After her trip to Italy the FLEX alumna returned to the U.S. together with her host Dad, applied to study in Eastern Florida State College and was accepted. Since the university is situated around the corner from her host father’s house, she lives with Jesse and continues to share stories about the Tajik culture and history with him.
‘Both my families, my natural one and Jesse, are jewelers. It’s an amazing coincidence, so every time they get together they talk about the trade and jewellery designs. Jesse brought some traditional Tajik jeweler home and it’s displayed in a shop window of his store. But even more importantly, they share values and understanding of beauty. After visiting the mountainous region of Pamir Jesse decided to move there when he is old. He often tells me: ‘My dream is to spend the last days of my life in Pamir. I’ve never been anywhere so peaceful before or after’.

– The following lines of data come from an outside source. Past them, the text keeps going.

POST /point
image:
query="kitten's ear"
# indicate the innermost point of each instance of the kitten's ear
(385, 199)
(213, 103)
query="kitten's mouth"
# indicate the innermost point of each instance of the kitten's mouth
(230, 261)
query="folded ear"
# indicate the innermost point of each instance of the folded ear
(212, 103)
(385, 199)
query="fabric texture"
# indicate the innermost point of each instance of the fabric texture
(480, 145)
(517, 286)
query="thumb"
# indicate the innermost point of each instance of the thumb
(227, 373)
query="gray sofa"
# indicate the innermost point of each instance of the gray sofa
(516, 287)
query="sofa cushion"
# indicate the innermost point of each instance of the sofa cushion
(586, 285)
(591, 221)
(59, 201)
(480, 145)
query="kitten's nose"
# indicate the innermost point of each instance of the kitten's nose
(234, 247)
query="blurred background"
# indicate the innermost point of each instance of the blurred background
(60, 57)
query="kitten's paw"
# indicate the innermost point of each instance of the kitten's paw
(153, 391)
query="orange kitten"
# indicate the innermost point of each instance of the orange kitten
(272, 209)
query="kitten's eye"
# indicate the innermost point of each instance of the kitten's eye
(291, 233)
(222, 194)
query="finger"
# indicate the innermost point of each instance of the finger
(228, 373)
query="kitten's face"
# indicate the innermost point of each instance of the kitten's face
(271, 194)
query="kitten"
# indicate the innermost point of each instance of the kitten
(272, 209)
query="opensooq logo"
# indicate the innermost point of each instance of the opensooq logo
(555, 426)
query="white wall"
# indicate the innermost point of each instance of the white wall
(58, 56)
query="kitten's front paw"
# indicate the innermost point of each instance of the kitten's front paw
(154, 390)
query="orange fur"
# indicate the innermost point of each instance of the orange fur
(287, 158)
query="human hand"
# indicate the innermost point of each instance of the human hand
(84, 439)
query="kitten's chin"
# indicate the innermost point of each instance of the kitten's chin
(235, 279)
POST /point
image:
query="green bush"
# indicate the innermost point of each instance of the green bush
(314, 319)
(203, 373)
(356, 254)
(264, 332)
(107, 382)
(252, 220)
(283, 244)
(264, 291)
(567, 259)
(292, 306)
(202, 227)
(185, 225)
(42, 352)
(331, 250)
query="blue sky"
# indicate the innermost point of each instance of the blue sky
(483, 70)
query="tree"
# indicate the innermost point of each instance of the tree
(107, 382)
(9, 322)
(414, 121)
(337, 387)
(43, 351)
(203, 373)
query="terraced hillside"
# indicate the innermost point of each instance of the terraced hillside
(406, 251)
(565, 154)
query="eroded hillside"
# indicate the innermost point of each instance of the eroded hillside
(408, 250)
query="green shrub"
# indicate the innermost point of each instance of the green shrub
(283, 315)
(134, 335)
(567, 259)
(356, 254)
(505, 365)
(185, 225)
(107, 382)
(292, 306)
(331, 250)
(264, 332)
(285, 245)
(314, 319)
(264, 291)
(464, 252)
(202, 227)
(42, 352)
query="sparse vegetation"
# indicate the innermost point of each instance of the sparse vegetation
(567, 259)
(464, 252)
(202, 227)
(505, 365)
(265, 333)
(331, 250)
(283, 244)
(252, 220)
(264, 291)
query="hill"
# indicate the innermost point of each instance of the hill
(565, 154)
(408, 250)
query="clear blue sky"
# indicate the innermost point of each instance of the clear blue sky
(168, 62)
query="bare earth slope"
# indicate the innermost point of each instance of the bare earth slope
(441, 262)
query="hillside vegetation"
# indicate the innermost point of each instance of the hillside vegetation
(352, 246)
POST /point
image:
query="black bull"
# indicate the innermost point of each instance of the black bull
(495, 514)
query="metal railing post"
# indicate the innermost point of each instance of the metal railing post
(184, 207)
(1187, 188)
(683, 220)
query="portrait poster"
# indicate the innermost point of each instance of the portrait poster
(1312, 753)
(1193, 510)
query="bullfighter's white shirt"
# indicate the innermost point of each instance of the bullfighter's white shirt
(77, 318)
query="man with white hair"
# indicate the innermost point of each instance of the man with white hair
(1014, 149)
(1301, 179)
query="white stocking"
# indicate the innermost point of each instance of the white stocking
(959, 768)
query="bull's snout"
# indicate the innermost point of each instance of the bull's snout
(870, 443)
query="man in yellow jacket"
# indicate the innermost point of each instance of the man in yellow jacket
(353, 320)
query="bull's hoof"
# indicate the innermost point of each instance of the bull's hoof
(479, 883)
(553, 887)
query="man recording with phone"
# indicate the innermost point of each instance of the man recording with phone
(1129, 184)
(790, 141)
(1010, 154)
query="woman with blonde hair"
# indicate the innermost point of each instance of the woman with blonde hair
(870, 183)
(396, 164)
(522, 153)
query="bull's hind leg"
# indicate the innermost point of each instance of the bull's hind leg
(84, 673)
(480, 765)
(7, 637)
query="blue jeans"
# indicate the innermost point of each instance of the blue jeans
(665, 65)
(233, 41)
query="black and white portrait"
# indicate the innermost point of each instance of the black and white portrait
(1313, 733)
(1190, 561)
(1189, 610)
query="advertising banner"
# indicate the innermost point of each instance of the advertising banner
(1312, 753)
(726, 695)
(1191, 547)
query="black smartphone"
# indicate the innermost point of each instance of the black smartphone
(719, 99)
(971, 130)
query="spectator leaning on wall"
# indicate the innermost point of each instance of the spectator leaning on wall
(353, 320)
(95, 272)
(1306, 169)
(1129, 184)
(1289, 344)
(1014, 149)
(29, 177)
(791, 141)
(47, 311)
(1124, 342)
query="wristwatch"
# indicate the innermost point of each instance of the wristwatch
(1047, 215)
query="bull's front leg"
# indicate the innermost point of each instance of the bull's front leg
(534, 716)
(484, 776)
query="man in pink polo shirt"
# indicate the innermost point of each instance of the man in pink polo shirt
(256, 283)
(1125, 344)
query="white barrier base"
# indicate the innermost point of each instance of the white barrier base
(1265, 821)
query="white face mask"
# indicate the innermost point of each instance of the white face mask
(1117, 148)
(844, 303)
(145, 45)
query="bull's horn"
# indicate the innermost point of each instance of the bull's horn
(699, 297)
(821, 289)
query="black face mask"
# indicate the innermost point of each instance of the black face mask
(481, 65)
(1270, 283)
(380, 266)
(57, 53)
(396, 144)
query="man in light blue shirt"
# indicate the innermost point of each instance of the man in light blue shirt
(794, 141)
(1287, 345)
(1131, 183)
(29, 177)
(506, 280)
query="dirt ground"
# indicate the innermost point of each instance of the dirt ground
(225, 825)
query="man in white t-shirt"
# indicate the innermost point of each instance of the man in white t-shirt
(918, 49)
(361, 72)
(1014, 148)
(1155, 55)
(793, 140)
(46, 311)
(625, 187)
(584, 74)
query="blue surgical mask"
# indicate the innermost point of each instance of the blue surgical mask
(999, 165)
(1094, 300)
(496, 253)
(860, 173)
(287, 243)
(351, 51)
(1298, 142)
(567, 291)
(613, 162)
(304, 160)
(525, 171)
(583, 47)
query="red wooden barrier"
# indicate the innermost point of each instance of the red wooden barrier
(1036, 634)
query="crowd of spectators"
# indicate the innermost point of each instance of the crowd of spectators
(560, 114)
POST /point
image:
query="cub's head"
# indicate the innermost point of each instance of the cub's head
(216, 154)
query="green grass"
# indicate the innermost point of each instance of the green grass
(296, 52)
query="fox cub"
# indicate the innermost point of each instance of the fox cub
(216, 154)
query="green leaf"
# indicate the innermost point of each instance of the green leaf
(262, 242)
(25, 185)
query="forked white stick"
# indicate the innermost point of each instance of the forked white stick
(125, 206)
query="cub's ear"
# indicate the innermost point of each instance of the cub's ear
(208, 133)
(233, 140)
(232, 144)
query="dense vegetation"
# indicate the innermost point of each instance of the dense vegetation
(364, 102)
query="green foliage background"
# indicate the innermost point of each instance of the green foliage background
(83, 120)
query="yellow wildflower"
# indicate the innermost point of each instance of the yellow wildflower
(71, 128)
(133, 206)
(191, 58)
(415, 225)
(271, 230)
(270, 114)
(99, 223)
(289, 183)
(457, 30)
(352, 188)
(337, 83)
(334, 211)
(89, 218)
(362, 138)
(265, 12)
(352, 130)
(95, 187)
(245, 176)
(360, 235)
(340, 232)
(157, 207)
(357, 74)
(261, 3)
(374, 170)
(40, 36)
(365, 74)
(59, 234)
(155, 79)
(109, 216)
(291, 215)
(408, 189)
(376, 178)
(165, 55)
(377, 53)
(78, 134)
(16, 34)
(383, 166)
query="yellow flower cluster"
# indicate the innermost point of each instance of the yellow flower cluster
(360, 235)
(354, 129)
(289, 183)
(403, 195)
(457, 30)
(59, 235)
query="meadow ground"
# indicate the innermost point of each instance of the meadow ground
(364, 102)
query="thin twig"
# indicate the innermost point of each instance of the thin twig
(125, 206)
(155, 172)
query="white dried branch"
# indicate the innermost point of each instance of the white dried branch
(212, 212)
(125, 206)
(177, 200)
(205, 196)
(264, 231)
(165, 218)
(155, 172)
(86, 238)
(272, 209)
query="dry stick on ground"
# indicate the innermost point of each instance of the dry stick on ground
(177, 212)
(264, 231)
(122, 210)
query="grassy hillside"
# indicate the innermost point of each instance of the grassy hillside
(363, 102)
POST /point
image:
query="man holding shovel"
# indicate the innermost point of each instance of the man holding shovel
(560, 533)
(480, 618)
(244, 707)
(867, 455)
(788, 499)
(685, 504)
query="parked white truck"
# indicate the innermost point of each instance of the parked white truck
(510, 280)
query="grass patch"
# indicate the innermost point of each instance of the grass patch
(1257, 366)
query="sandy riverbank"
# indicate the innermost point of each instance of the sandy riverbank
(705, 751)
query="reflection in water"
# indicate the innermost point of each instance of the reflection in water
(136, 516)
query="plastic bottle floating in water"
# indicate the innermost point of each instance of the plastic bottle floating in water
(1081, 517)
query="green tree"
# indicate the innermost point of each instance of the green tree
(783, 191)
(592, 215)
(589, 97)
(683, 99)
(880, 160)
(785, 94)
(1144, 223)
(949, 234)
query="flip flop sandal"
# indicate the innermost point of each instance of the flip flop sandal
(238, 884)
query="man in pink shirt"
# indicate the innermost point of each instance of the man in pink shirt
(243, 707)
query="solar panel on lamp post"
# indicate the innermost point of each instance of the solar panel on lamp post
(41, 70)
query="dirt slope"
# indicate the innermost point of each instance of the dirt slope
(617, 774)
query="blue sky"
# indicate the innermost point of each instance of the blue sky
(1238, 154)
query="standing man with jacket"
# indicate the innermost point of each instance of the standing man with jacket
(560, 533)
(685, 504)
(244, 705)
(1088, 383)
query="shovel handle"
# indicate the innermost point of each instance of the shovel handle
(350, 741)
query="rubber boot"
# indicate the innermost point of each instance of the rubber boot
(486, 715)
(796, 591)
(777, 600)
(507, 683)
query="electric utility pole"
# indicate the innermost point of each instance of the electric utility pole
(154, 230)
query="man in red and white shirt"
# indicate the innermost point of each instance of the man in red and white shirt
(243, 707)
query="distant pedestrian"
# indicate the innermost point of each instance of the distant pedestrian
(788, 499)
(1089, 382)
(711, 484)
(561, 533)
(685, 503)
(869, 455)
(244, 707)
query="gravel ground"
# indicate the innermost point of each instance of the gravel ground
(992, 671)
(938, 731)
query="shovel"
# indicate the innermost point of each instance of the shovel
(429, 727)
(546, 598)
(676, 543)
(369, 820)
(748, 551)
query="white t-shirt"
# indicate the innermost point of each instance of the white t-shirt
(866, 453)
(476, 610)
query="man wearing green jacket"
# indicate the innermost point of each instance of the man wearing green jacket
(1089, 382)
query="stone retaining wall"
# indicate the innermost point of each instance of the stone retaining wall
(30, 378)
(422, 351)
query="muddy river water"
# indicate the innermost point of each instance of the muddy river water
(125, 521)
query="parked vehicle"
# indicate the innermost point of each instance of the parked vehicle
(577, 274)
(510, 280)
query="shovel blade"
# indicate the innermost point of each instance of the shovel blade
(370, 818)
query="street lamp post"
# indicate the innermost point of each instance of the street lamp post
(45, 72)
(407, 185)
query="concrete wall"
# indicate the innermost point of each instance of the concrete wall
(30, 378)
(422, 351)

A big dreamer and adventurer, Jesse tries hard to inspire all his exchange students to live full and exciting lives and be strong in the face of difficulties.
‘He made me a pendant that says: ‘Munisa’s dreams come true’ and asked me to look at it every time I feel down or about to give up my aspirations. I learn from Jesse every day. I can’t imagine having a better American Dad,’ she says.